Claude Shannon’s experiments demonstrated the power of statistical patterns in language through influential text generation experiments. Shannon explored generating text by:
- First, selecting letters completely at random, ignoring all structure and producing pure nonsense.
- Then, choosing letters based on their observed likelihood of following previous letters, using statistics like those shown in the visualization above.
Random letters with no structure produce output like:
XFOML RXKHRJFFJUJ ZLPWCFWKCYJ FFJEYVKCQSGHYD QPAAMKBZAACIBZLHJQD
This is completely unreadable and resembles no natural language.
When each letter is chosen considering even minimal preceding context — such as which letter just appeared — the results begin resembling English, even though the “words” remain meaningless:
IN NO IST LAT WHEY CRATICT FROURE BIRS GROCID PONDENOME OF DEMONSTURES OF THE REPTAGIN IS REGOACTIONA OF CRE
Notice this second example contains more plausible letter combinations. You can almost perceive English words forming, even though most are nonsensical. This demonstrates that capturing even simple statistical dependencies between letters produces text resembling natural language in its surface structure.
Shannon also proposed a guessing game to demonstrate how humans use implicit knowledge of language structure to predict what comes next. In this game, you attempt to guess each successive letter in hidden text. Your ability to make accurate guesses — often predicting the correct letter on the first or second attempt — reveals how much statistical structure exists in language and how thoroughly humans internalize these patterns. Try it:
Shannon's Game
Clicking the "Make Guess" button opens up a prompt that asks for a character. Type in a character and press submit. If the guess is correct, you move to guessing the next character.
Correct guesses: 0 / 0
Passage so far: L - - - - - - -
As you play, notice certain letters prove much easier to predict than others. After “th,” you might correctly guess “e” (forming “the”), but after an uncommon combination, the next letter becomes considerably harder to predict. When context provides strong constraints, prediction becomes easier; when context is less informative, uncertainty increases.
These experiments in part contributed to Shannon’s groundbreaking work A Mathematical Theory of Communication (1948), which established mathematical foundations of information theory. This work introduced fundamental concepts including entropy (measuring uncertainty or information content) and redundancy in language (the degree to which language contains predictable patterns).

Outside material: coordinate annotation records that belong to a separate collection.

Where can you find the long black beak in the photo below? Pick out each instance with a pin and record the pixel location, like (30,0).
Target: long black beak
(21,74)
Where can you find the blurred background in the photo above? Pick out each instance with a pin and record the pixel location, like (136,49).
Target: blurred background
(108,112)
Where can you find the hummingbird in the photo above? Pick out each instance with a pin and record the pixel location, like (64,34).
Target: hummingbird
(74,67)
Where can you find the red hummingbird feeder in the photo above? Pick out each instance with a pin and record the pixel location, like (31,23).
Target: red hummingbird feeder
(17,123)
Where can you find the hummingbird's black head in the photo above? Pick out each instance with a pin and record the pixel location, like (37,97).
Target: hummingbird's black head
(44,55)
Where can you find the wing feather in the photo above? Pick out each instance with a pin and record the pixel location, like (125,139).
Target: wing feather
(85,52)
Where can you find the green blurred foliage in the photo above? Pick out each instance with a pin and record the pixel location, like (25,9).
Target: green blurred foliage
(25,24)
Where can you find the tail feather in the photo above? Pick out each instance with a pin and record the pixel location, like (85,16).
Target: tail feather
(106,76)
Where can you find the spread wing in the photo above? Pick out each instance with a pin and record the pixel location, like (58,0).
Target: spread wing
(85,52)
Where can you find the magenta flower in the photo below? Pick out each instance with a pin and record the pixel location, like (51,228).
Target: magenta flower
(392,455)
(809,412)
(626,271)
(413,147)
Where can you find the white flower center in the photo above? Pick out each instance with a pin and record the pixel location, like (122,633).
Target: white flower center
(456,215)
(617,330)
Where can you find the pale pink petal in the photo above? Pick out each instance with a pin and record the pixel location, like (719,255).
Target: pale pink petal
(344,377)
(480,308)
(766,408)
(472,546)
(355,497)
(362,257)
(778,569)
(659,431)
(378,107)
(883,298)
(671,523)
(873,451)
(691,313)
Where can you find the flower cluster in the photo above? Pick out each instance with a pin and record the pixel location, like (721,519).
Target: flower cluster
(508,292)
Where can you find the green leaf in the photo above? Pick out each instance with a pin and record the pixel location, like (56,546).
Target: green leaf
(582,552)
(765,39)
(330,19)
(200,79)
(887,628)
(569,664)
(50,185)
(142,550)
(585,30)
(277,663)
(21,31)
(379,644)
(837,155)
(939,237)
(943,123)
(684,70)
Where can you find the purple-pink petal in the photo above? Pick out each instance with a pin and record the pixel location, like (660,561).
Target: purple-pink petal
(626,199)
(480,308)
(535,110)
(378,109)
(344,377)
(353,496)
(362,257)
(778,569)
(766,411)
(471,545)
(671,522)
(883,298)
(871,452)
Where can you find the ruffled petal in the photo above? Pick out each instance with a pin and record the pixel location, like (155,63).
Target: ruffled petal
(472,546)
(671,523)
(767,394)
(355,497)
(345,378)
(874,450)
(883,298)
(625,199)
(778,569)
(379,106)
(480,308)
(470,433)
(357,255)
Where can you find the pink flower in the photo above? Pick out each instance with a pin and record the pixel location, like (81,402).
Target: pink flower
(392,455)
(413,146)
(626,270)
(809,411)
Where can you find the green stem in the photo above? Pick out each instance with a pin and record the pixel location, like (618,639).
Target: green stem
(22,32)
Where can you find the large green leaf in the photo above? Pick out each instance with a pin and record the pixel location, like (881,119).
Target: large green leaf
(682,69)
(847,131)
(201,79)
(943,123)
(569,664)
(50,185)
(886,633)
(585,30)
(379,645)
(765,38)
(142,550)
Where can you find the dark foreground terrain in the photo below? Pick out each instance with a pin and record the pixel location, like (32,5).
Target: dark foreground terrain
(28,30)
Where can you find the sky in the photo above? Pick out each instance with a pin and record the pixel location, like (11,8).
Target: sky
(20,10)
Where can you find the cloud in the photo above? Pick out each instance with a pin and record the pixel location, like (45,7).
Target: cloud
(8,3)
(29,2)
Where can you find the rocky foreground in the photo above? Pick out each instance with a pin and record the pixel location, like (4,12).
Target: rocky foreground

Shannon demonstrated that English text is highly redundant — much of it is predictable from context. This explains why compression algorithms work effectively on text and why humans can often understand messages even with missing letters. The predictability isn’t accidental — it’s an inherent property of how language conveys meaning efficiently while remaining robust to errors.

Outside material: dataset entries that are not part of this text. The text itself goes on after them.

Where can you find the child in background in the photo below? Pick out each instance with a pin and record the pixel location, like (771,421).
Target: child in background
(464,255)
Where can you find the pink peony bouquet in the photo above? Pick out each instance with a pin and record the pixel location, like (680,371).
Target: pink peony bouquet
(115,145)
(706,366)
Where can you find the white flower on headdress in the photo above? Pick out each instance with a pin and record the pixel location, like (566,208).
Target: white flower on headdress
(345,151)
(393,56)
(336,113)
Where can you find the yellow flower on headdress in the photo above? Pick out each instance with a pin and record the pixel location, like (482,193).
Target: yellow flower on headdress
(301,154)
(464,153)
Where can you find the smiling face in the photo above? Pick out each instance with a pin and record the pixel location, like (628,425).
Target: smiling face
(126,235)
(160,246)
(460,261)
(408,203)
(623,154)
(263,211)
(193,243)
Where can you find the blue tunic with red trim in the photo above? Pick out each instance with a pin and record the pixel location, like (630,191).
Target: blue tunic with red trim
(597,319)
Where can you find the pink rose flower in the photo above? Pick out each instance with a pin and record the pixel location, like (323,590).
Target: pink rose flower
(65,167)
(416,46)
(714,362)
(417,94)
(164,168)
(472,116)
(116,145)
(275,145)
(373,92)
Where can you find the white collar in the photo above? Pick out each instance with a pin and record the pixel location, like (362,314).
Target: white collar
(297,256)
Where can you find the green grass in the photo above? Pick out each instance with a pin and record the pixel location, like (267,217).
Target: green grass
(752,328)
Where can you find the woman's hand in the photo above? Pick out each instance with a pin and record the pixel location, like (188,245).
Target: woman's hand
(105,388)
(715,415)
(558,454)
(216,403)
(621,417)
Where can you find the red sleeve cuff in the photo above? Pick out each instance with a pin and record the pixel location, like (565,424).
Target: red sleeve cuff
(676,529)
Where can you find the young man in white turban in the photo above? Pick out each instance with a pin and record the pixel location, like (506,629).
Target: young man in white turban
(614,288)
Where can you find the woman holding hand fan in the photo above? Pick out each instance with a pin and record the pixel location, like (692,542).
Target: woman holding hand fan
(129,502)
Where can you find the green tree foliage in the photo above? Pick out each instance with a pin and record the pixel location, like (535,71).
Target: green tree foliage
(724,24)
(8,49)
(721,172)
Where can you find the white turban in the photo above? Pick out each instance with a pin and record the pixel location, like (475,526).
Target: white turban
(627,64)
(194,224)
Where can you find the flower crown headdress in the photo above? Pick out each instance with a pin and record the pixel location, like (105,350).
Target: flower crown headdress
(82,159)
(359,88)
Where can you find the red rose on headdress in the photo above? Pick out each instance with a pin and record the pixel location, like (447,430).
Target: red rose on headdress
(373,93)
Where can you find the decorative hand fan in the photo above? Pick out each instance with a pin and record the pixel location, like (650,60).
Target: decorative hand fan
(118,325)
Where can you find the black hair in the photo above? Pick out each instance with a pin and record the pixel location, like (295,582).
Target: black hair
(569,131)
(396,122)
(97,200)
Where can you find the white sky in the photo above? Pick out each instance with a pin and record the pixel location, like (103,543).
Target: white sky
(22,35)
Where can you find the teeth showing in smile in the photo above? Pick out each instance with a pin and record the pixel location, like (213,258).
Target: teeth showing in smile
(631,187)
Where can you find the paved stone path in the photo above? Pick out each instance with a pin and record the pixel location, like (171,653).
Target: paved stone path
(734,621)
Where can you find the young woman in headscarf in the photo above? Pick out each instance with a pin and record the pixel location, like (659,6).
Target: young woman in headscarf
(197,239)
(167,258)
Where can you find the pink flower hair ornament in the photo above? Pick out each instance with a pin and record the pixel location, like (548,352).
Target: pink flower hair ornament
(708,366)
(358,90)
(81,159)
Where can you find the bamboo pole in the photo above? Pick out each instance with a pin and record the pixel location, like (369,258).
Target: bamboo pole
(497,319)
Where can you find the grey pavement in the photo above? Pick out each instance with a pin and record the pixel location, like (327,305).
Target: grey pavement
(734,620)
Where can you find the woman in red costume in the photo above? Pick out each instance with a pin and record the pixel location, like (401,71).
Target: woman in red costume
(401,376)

From letters to language models
These early experiments revealed a profound insight: even simple statistical rules based on letter frequencies can produce text that resembles natural language in its surface structure. The key principle is that language contains statistical regularities that can be captured and exploited for both prediction and generation.
This approach scales. If counting letter pairs produces somewhat English-like text, then counting word pairs, word triples, or longer sequences should produce increasingly realistic results. This progression — from letters to words to longer sequences — traces the path that led from early experiments to n-gram models and eventually to modern neural language models.
The fundamental idea remains consistent across this evolution: language exhibits statistical patterns, and models that capture these patterns can predict and generate language-like sequences. What has changed is the sophistication of the models and the scale of data they learn from.